Opinião

Quando a Jamaica sobe a Avenida da Liberdade

Tendo em conta as condições degradantes de tantos bairros nos arredores de Lisboa, do Porto ou de Setúbal, aqueles jovens já deveriam ter visitado há muito mais tempo as avenidas finas da capital.

Mamadou Ba – fixem este nome, porque vão ouvir falar dele muitas vezes. A primeira vez que prestei atenção a Mamadou Ba foi aquando dos protestos para remover a estátua do padre António Vieira do Largo da Misericórdia, em Lisboa. Discordei dos seus argumentos (continuo a discordar) mas percebo aquilo que ele tem vindo a tentar fazer – introduzir em Portugal um discurso de reparação étnica alinhado com as políticas de identidade que fascinam boa parte da esquerda americana, capaz de congregar os portugueses de pele negra e construir aquilo que até hoje nunca existiu: uma comunidade luso-africana, disposta a lutar pelos seus direitos e a melhorar as suas condições de vida.

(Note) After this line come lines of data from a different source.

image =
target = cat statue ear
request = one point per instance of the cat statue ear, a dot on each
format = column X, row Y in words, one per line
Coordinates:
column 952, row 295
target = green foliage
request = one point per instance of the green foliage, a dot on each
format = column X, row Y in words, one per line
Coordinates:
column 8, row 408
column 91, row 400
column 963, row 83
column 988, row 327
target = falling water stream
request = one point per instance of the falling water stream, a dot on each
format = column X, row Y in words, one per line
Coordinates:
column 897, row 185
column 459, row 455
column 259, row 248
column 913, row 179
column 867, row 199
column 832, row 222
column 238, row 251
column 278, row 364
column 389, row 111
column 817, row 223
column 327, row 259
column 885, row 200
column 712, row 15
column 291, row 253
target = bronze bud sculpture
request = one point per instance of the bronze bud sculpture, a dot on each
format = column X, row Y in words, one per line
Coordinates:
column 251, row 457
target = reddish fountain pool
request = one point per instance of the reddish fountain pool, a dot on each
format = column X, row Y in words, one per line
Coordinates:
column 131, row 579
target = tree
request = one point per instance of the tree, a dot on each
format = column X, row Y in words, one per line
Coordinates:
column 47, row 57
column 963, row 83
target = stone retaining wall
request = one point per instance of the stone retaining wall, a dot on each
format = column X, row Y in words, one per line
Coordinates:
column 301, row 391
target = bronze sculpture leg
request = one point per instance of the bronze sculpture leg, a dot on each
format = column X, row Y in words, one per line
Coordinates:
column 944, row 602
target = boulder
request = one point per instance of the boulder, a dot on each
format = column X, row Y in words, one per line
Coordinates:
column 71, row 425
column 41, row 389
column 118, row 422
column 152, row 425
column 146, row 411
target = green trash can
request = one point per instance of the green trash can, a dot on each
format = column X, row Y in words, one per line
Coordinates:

Antipatizo com o método, mas simpatizo com a causa. E a prova de que algo está realmente a mudar, e que Mamadou Ba está a ganhar essa batalha, foi a forma como três centenas de jovens negros se juntaram em frente ao ministério da Administração Interna, no Terreiro do Paço, para protestar contra a intervenção da polícia no Bairro da Jamaica, avançando de seguida para a Avenida da Liberdade. Eu sei que terá havido pedradas, confrontos com a polícia e balas de borracha. Não quero desvalorizar esse facto. Mas a notícia não está aí, nem é isso que me interessa discutir.

A notícia está na consciencialização daqueles jovens enquanto grupo organizado de pressão, dentro daquilo que são os modos tradicionais de intervenção na vida nacional. Extirpado de uma violência desnecessária, esse activismo faz falta a Portugal. Tendo em conta as condições degradantes de tantos bairros nos arredores de Lisboa, do Porto ou de Setúbal, aqueles jovens, representados por ninguém, já deveriam ter visitado há muito mais tempo as avenidas finas da capital. Quem sabe não tenhamos assistido ali ao nascimento simbólico da comunidade luso-africana com que sonha Mamadou Ba.

Esta é a parte boa. Agora vem a má. E a parte má envolve o uso da palavra “racismo” e uma visão marxista da realidade. Quando Martin Luther King disse “eu tenho o sonho de que as minhas quatro crianças irão um dia viver numa nação onde não serão julgados pela cor da sua pele, mas pela qualidade do seu carácter”, o racismo contra o qual ele lutava não é o mesmo contra o qual luta Mamadou Ba. Luther King colocava o problema ao nível dos indivíduos – a cor não deveria ser critério na relação entre pessoas. Mamadou Ba coloca a questão ao nível dos grupos: há um grupo minoritário oprimido por um grupo maioritário, e a luta é legitimada pela desproporção no acesso ao poder – e, assim, a cor da pele, que antes se desejava abolir como critério, precisa agora de regressar, porque é ela que diferencia os grupos em conflito. (Note-se que a actual luta LGBT utiliza exactamente este mecanismo.)

Aliás, Mamadou Ba permite-se dizer “bosta de bófia” sem se considerar racista porque, pertencendo ele a um grupo historicamente marginalizado, a sua concepção de racismo não se lhe aplica. O senhor Marx continua vivo, e não é por acaso que Mamadou Ba já é assessor do Bloco de Esquerda no Parlamento, não me admirando nada que em Outubro acabe nas listas de deputados. Também não é por acaso que Mamadou Ba é um dos que defendem (a meu ver, bem) a recolha de dados étnico-raciais pelo Instituto Nacional de Estatística, quando essa recolha está vedada precisamente para combater o racismo. Só que esse, lá está, era o “racismo individual” dos anos 70. Que nada tem a ver com o “racismo estrutural” do presente.